Wednesday, March 19, 2008

How Do You Spell Recession?

How do you know when you're in the middle of a recession? Is it a sign when your investments would be doing better stuffed under your mattress than they are in the market? Is it a sign when your home is worth less every day? Is it a sign when anyone unlucky enough to be out of work will be out of work for some time to come? How about when Bear, Stearns goes under? None of these has led the Bush administration to admit that we're in a recession. Maybe a study of some different evidence is in order.

My beloved but ugly jacket literally fell apart a week ago, so I thought I'd go to a department store or two to see if they had anything left in clearance. No luck there, it's the wrong season for winter coats. However, I discovered at the mall that each and every retailer is having a fire sale on each and every thing you don't need. 40-inch LCD HDTV? You can get one for under $1,000. Furniture? At least 30% off. Small electronics?
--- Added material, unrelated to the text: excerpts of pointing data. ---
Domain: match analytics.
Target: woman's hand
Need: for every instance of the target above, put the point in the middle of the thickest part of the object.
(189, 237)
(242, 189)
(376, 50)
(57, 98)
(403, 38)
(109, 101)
Look hard enough and you'll find a blender for $9.99. If you don't need it, it's on sale. I'm no economist, but to me this makes obvious the following: no one is spending money right now. If we were spending money, there'd be no need to give away the store. If we were spending money, there'd be no need to send $600 of our taxes back to us in May.

My torn jacket and I left the mall to run some more errands, and the reasons why no one is buying what they don't need became abundantly clear. We all know how much gas costs these days so I won't narrate my trip to the pumps. I stopped for a slice of pizza in order to avoid grocery shopping while hungry (I made that mistake once and came home with three bags full of meat and no vegetables, bread, or fruit, just meat, so that's a mistake I won't make twice). You might not know this, but the price of wheat has recently skyrocketed, in part due to demand from China. Pizza crust is made from wheat. Nationally, the cost of a slice of pizza has increased 25% in the past month.

Milk, eggs, and produce prices have also risen recently, due in part to the cost of shipping the stuff halfway around the world. Increased grain prices will mean that poultry and beef will cost you more by the summer, assuming you purchase grain-fed meats. All this makes you need a drink, doesn't it? In January, California wines increased an average of $2 a bottle, due to increased production and shipping costs. A blender costs less than a bottle of wine.

No one needs the Federal Reserve to tell them what a simple shopping trip makes evident. When the things you need cost more and more, you can't afford the things you don't need. Inflation of necessities leads to deflation of luxuries. Six hundred bucks a person won't fix it. On the bright side, if you have some cash left after paying your heating bill, it's a great time to buy furniture.

3 comments:

Just Asking said...

I was doing just fine until you hit the wine!! I can do without the meat, the potatoes, the produce, but take away my eggs and wine and I'm going postal. Maybe we need a counter to know how many days til that jughead gets out of the whitehouse!

tunsie said...

spring is just around the corner but u wouldn't know it with the temperature being where it is.cold damp and raw.i love u soooooooooooooo much and it kills me when u r hurt or upset.I'll tell u what.i happen 2 have 14 girlfriends and one of them has 2 have an extra coat that u can have at no cost 2 you,recession is not an issue here,if i told her give me your coat 4 my friend she would give it 2 me.she would let you have it because she wouldn't want u 2 be cold. tunsie.tunsie.tunsie

TW said...

Hey, maybe we should buy cheap furniture and burn it to heat our houses?